Four men will go on trial in the Netherlands on Monday, in the first criminal case over the murder of 298 people on board the Malaysia Airlines flight MH17, which was shot down over Ukraine in 2014.
Of the four, Igor Girkin, Sergei Dubinsky, Oleg Pulatov are Russian, while Leonid Kharchenko is from eastern Ukraine, said a BBC report. While Gerkin is a former colonel in Russia's FSB intelligence service, both Dubinsky and Pulatov were previously employed by Russia's GRU military intelligence agency, which has been linked to cyber-plots as well as the deadly nerve agent attack on Salisbury in England.

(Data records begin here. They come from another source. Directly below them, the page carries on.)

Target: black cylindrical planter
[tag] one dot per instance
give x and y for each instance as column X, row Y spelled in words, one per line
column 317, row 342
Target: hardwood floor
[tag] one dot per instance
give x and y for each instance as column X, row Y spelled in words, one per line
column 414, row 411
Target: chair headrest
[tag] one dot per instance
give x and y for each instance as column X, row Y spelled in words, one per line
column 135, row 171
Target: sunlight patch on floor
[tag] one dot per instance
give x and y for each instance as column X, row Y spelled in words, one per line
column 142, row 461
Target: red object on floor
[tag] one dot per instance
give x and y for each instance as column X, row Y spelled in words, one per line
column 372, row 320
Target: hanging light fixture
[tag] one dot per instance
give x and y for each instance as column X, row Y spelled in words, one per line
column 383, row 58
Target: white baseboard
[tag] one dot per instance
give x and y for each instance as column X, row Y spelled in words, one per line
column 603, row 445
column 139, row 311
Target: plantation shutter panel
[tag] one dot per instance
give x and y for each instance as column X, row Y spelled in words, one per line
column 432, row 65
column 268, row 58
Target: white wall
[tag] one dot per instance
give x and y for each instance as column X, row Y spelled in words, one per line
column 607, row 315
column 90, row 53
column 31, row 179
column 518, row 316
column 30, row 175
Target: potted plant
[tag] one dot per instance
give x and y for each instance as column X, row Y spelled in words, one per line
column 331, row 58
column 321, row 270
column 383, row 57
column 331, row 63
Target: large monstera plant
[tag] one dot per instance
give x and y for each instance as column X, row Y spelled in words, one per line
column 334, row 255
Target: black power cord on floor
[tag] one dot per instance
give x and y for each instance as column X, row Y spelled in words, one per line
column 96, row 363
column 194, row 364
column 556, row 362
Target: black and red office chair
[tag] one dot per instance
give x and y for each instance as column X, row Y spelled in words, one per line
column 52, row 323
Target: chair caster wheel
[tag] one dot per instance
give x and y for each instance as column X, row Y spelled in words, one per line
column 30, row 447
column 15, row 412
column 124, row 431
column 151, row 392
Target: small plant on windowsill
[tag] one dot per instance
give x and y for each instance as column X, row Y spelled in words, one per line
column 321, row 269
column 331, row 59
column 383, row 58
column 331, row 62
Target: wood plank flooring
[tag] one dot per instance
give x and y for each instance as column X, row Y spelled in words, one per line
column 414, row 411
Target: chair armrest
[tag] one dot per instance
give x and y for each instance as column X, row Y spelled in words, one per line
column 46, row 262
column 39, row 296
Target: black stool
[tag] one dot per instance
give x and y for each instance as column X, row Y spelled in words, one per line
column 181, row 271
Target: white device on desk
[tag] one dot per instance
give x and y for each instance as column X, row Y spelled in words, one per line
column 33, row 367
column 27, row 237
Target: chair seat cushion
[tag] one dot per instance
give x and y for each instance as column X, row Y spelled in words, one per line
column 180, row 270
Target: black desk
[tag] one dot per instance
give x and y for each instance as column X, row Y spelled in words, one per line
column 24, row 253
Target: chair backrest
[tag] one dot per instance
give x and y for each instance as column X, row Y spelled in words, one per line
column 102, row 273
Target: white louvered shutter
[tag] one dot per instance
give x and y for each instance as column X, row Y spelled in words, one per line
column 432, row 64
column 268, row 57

Most complex criminal case in Dutch history
Kharchenko, who has no military background, had led a combat unit as a commander in Eastern Ukraine, according to prosecutors. Neither country extradites its citizens but one of the Russians will have a defence team in the courtroom and the court said that it has also prepared to accept testimony from them by video link. This trial is the culmination of the most complex criminal investigation in Dutch history, according to the BBC report.
Two-thirds of the victims were Dutch; the Netherlands took the lead in the investigation and the trial will be held within the Dutch legal system. Two weeks have been allocated for the start, which will cover mostly procedural aspects and establish whether indeed the trials will be conducted in absentia, without the accused.
Victims' relatives will also have a chance to tell the court how their lives have been affected and what they see as the most appropriate punishment. But, little was known about who will testify before the court's three judges.
Identity of witnesses to remain secret
Unconfirmed Dutch reports have said there are 13 witnesses in the case whose identities will remain secret, but the judges may decide that anyone who has already given evidence to prosecutors may not need to appear in person.
The aircraft, which was travelLing between Amsterdam and Kuala Lumpur, was shot down on July 17, 2014, by a Russian-made surface-to-air missile fired from an area in eastern Ukraine controlled by pro-Russia militias, according to the official investigation.
Russia has vehemently denied the inquiry commission's two main arguments: that the missile was launched from an area controlled by pro-Russian separatists and that it had been transported from Russia, where it may have been sent back to after the catastrophe.